Cách ngăn chặn đánh cắp nội dung website (web scraping) How to prevent web scraping in WordPress

18
SHARES
1.7k
VIEWS
Share to Facebook

Website content theft, also known as web scraping, is expanding on the internet today. Many website owners have a headache because how much effort and brainpower they spent was stolen by others and even reached the top of the original website thanks to that content. Today, Lucid Gen will share with you a few tips to prevent web scraping, making thieves bored and want to give up.

Related posts

  • How to report copyright infringement to Google DMCA
  • How to add users to Google Analytics and Tag Manager
  • How to add Facebook Messenger to website
Table of contents
  1. Need to read before deciding
    1. What is web scraping?
    2. Why do they steal your website content?
    3. How do they steal website content?
    4. Potential benefits of stolen content
    5. Should I use a manual anti-copy plugin?
  2. How to prevent web scraping
    1. Block IP of web scraping bot
    2. Delayed RSS Feed update
    3. Shorten content in RSS Feed
    4. Random class in HTML content page
    5. Add more internal links in content
    6. Add watermark (logo) to images
    7. Use DMCA and report content scraping sites
    8. Ask Google to index the article as soon as you finish writing it
    9. Let Google announce the pages with your content
    10. Use proper names instead of “I”
  3. Epilogue

Need to read before deciding

When you first get web scraping, you will often be anxious to find a way to prevent it completely. But you should know that “radical” is not possible. Please read through the content below to understand the nature of the problem and choose the appropriate course of action.

What is web scraping?

Web scraping is the process of collecting and extracting data from a specific website for users of this tool. The good intentions are usually to capture information, but many bad people have taken advantage of this way to steal other people’s website content.

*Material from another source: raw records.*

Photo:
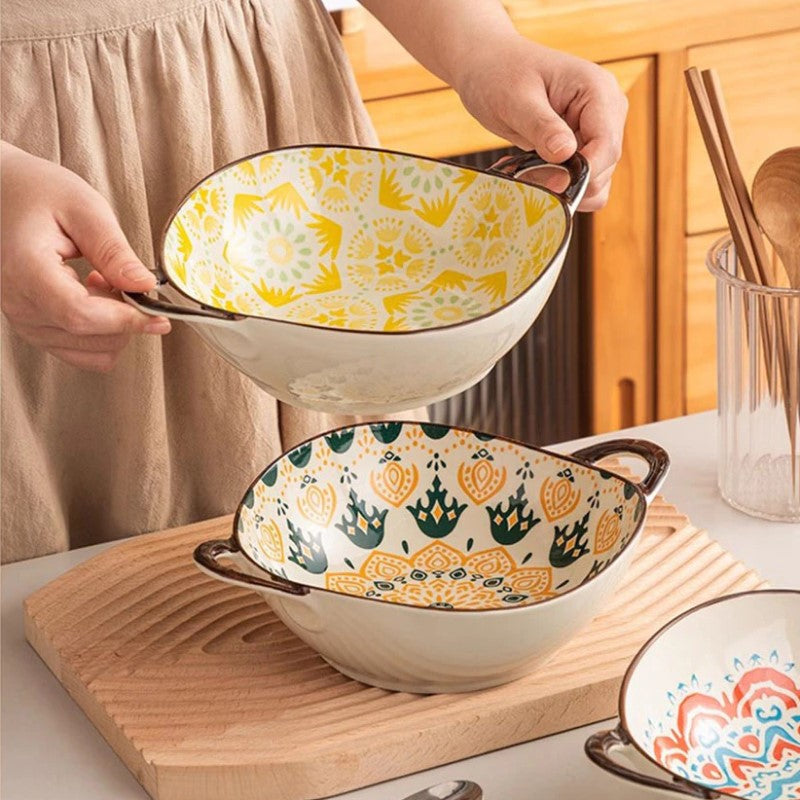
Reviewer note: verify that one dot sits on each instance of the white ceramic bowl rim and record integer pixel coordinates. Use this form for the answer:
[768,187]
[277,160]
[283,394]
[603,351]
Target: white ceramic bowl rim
[649,643]
[221,315]
[301,588]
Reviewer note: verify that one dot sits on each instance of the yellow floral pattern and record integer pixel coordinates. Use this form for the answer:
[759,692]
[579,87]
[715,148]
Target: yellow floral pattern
[441,576]
[389,242]
[425,515]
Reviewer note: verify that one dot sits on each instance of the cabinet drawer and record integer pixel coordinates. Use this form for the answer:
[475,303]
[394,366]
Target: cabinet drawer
[701,325]
[761,81]
[432,124]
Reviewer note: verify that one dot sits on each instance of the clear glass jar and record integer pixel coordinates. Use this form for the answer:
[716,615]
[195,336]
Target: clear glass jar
[758,375]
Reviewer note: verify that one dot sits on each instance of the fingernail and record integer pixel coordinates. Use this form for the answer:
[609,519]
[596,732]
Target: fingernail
[158,326]
[134,272]
[558,142]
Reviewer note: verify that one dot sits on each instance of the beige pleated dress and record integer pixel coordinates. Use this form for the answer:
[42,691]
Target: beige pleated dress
[142,98]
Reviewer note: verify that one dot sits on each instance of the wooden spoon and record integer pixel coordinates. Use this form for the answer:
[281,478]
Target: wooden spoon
[776,198]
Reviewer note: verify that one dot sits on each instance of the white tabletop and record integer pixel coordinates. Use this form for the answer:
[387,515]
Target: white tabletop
[50,750]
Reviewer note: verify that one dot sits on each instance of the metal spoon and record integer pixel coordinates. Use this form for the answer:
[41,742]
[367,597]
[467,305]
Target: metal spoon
[776,200]
[452,790]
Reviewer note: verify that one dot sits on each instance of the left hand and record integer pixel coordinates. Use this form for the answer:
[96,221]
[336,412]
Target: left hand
[545,100]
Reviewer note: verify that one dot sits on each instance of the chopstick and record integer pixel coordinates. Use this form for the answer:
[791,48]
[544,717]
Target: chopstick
[709,106]
[733,213]
[717,103]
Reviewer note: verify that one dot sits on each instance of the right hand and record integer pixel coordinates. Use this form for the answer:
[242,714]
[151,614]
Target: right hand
[51,215]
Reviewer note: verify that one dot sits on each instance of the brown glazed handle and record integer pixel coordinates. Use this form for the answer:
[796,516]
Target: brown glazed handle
[452,790]
[599,747]
[207,556]
[656,457]
[163,308]
[576,165]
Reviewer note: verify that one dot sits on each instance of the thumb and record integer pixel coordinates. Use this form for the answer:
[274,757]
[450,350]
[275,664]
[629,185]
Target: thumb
[94,229]
[551,137]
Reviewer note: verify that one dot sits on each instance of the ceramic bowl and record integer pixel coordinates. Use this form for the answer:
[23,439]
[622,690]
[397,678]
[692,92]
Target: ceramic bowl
[429,558]
[714,699]
[363,281]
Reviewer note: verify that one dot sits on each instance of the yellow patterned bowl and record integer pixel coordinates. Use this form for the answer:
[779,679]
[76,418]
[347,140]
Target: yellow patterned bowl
[428,558]
[355,280]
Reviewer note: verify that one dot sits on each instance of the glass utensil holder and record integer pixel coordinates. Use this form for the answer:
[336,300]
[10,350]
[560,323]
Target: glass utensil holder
[758,374]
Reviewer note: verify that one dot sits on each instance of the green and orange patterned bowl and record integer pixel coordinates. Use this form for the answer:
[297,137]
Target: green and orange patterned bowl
[429,558]
[364,281]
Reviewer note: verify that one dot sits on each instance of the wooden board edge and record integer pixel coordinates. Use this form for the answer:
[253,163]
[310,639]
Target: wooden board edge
[91,707]
[344,770]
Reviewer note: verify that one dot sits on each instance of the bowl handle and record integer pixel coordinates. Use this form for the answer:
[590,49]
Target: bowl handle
[576,165]
[207,556]
[163,308]
[599,748]
[452,790]
[656,457]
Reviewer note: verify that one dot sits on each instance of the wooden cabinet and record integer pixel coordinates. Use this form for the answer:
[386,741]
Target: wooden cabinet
[652,343]
[761,80]
[701,325]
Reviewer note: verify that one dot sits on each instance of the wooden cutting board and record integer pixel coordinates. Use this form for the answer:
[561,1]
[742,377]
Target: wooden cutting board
[205,695]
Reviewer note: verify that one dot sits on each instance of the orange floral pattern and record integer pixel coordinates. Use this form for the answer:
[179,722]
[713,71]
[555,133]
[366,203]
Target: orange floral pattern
[443,576]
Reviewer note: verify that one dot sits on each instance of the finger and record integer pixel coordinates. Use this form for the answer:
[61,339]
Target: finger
[46,336]
[599,182]
[96,362]
[94,229]
[601,129]
[64,302]
[535,121]
[595,202]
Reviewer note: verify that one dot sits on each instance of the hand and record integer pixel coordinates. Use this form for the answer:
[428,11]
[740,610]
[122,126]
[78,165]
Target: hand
[548,101]
[51,215]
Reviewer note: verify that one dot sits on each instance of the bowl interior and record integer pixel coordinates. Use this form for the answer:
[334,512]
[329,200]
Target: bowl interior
[361,239]
[715,698]
[428,515]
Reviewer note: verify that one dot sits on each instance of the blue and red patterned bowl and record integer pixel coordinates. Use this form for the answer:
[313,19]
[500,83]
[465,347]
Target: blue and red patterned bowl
[714,699]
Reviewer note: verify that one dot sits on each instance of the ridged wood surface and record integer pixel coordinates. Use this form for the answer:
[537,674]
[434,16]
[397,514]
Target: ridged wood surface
[205,695]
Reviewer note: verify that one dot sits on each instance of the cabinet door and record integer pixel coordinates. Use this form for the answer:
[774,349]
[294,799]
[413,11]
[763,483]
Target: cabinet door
[761,81]
[618,254]
[622,258]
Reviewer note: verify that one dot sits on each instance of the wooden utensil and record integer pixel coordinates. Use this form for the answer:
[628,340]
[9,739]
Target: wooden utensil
[776,197]
[206,695]
[454,790]
[716,101]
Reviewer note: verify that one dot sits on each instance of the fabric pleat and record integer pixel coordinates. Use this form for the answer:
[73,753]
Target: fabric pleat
[143,99]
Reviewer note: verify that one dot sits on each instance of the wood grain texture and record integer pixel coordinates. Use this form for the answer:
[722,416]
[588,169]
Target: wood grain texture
[671,108]
[701,325]
[600,30]
[621,250]
[759,76]
[204,694]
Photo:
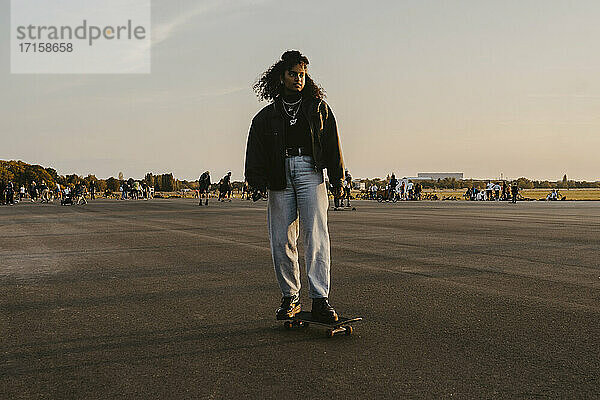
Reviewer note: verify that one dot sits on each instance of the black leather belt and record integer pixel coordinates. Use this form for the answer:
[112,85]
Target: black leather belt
[295,151]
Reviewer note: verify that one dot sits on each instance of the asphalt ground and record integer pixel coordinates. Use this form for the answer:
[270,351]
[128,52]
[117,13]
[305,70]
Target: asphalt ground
[163,299]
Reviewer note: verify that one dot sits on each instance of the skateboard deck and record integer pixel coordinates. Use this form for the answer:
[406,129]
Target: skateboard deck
[305,318]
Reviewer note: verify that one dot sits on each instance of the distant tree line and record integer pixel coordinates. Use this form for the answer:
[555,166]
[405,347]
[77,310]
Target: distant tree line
[21,173]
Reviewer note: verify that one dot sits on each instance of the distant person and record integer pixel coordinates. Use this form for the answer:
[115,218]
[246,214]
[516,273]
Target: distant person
[418,190]
[225,187]
[410,190]
[514,191]
[204,187]
[347,185]
[489,190]
[33,191]
[293,175]
[373,192]
[497,191]
[44,192]
[245,191]
[392,187]
[79,194]
[10,193]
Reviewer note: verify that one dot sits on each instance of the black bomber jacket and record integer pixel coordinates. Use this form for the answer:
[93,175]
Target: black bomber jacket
[265,152]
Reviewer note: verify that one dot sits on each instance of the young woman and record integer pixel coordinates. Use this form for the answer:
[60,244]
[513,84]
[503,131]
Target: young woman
[291,141]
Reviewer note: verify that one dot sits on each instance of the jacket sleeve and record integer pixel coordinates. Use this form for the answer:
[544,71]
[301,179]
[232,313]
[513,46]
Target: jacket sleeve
[256,159]
[333,150]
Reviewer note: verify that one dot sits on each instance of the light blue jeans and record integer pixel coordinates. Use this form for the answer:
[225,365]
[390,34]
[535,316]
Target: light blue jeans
[302,204]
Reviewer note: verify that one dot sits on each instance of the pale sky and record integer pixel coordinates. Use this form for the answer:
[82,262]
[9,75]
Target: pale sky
[474,86]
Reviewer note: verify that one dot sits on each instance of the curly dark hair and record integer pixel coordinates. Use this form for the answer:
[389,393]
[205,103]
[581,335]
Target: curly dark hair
[269,86]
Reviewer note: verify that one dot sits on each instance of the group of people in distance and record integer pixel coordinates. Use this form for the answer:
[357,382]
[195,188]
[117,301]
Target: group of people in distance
[225,188]
[494,191]
[43,192]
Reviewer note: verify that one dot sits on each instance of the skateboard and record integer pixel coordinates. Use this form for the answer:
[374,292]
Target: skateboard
[305,318]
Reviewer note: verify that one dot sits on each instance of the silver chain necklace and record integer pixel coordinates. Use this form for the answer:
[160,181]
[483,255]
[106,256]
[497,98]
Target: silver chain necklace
[291,113]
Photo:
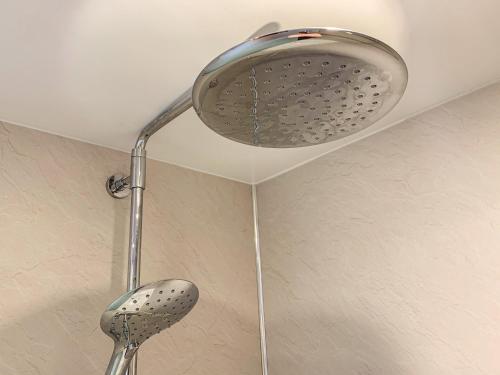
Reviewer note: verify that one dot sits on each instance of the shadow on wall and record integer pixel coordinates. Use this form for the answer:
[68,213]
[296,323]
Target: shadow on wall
[355,346]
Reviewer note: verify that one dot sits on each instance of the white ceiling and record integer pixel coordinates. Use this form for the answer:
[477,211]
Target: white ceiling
[99,70]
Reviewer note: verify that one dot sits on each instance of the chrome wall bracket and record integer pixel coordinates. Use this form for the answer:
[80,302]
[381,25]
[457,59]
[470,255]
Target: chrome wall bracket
[118,186]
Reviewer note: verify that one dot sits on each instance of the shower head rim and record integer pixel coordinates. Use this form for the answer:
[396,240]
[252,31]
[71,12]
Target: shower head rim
[265,43]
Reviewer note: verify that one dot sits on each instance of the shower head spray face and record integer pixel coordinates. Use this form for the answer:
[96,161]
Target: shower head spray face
[137,315]
[299,87]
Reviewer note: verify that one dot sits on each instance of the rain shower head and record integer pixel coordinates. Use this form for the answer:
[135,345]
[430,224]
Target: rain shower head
[139,314]
[299,87]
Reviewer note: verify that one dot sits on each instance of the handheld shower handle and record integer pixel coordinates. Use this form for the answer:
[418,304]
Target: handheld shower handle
[120,359]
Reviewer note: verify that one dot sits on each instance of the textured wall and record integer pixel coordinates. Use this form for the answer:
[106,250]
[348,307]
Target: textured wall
[383,258]
[63,252]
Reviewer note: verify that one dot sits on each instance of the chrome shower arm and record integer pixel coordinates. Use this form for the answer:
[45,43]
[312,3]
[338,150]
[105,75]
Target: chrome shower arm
[184,102]
[176,108]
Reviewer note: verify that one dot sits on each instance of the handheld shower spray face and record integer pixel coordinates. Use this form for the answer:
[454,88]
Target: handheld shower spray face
[299,87]
[139,314]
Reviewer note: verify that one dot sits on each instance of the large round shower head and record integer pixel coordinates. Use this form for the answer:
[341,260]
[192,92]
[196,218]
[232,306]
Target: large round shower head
[299,87]
[137,315]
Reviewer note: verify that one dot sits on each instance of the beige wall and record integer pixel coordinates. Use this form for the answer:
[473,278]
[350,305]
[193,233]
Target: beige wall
[383,258]
[63,259]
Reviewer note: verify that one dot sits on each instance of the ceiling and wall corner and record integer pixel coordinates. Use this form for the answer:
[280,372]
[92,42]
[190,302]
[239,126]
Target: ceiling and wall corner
[99,71]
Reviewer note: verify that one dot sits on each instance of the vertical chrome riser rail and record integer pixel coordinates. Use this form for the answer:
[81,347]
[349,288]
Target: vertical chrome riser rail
[260,291]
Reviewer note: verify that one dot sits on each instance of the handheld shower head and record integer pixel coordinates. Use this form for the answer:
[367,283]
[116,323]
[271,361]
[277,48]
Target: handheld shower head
[141,313]
[299,87]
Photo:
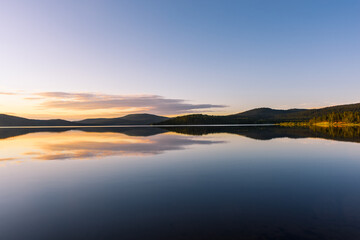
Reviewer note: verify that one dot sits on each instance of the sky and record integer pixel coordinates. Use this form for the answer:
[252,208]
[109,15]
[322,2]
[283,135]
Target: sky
[85,58]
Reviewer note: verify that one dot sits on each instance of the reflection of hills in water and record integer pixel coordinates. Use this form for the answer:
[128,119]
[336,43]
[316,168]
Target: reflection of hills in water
[351,134]
[61,144]
[129,131]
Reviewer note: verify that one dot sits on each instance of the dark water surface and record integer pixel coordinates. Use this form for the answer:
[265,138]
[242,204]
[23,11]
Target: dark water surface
[180,183]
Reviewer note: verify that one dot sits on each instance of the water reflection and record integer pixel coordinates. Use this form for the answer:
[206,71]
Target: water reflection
[98,142]
[69,144]
[217,186]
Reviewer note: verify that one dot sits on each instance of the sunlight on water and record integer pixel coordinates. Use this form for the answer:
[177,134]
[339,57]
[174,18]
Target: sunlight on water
[179,183]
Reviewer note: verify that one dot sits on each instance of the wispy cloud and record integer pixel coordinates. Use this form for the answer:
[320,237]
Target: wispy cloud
[96,101]
[7,93]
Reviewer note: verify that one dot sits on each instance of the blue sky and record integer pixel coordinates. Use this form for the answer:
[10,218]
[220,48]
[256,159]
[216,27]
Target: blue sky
[238,54]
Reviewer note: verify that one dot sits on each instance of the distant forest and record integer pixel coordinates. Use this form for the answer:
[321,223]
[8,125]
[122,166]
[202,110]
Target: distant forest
[338,117]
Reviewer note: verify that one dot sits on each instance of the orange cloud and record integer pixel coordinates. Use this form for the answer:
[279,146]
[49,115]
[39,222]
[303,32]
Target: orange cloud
[93,101]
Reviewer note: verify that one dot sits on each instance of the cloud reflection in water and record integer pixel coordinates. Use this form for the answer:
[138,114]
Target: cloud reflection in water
[89,145]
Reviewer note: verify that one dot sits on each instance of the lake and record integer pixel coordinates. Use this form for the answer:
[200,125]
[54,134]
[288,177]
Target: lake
[235,182]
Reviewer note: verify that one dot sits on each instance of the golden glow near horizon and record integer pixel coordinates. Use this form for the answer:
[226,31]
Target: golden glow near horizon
[74,144]
[77,106]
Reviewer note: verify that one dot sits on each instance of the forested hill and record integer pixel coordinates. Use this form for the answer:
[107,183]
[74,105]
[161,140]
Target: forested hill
[262,115]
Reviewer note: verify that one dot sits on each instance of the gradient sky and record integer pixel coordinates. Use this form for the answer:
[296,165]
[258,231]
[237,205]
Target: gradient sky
[76,59]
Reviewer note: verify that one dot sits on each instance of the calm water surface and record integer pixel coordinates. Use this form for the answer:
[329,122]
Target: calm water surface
[179,183]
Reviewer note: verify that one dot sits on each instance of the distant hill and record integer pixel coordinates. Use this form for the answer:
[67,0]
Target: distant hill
[258,115]
[8,120]
[131,119]
[261,115]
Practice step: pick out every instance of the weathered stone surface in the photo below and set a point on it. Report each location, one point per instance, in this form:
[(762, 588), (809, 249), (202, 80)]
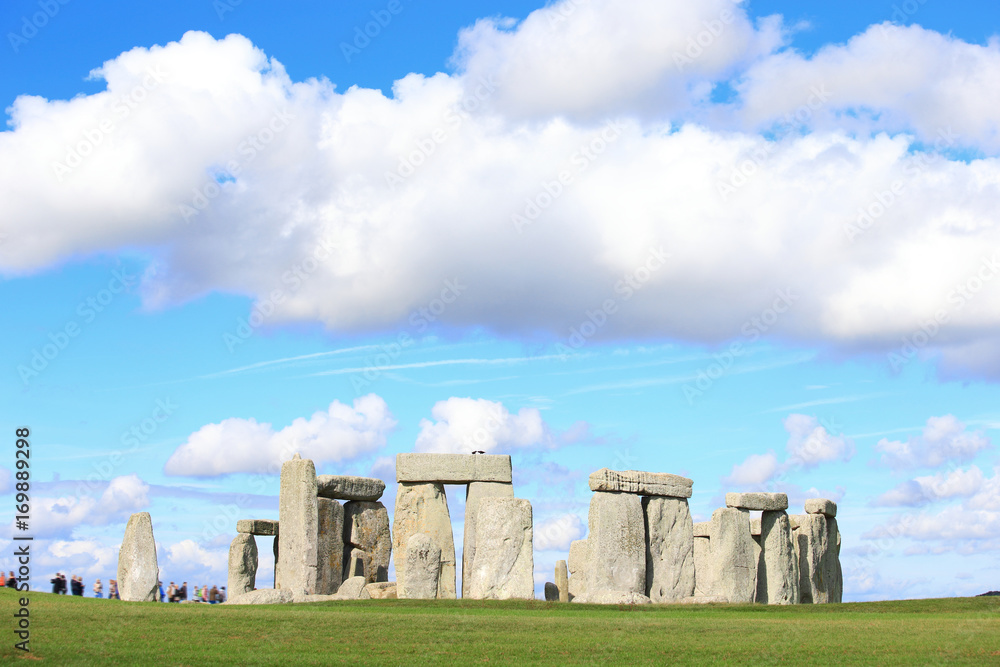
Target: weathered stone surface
[(812, 538), (562, 580), (138, 573), (329, 546), (475, 492), (265, 527), (453, 468), (348, 487), (423, 508), (579, 568), (421, 567), (382, 590), (617, 543), (242, 565), (778, 571), (669, 548), (618, 597), (366, 527), (263, 596), (298, 512), (734, 555), (821, 506), (703, 577), (757, 501), (504, 564), (641, 483)]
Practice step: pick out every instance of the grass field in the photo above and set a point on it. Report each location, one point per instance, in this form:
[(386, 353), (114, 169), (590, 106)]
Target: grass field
[(67, 630)]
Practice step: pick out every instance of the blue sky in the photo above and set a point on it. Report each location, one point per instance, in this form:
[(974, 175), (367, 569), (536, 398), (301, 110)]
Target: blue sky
[(751, 243)]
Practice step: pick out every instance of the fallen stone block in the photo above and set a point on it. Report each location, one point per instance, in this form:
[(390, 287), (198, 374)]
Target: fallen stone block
[(453, 468), (641, 483)]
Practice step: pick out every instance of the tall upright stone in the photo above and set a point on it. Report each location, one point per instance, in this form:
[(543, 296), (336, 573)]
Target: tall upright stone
[(617, 542), (298, 515), (733, 555), (778, 571), (242, 576), (475, 492), (329, 546), (503, 568), (138, 574), (421, 507), (366, 527), (670, 572)]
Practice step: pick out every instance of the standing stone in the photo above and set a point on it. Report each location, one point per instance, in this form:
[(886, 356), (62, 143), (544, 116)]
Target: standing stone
[(617, 543), (669, 549), (138, 575), (329, 546), (579, 567), (421, 507), (562, 580), (733, 555), (366, 527), (242, 565), (421, 567), (475, 492), (298, 514), (504, 565), (777, 573), (813, 542)]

This work is done by the web scraping bot continuously every day, hour and minute to quickly discover the latest content and bring it back to users. This scraping bot is hard for the average user to spot, but rest assured, Lucid Gen will show you how to spot them.

Why do they steal your website content?

There are many reasons, but the most common is “don’t want to work but want to eat” . Want to get traffic but lazy to brainstorm to write articles, don’t have money to hire good content staff, so they steal other people’s brains quickly.

The second type is to go to “teachers” who teach courses to make money with “Auto blog”. To put it bluntly, create a website and install some plugins to steal the content of other websites and wait for money from Adsense. But the teachers in Vietnam, you know, are vibrant, it is not enough for their family to eat, the teachers only teach ways to get rich, which is almost out of time. If you see these keys, please leave to become a person. It’s not easy to eat.

There are a few other types. But rest assured, the ending is usually not good. A website specializing in scavenging other websites’ content, Google will rate it very low, sometimes not even approving Adsense. Collecting for a long time will become a habit. They will not be able to create anything later, and they will always follow you.

How do they steal website content?

According to Lucid Gen, there are currently 3 common types of website content theft. I will list them in order from easiest to most difficult to prevent.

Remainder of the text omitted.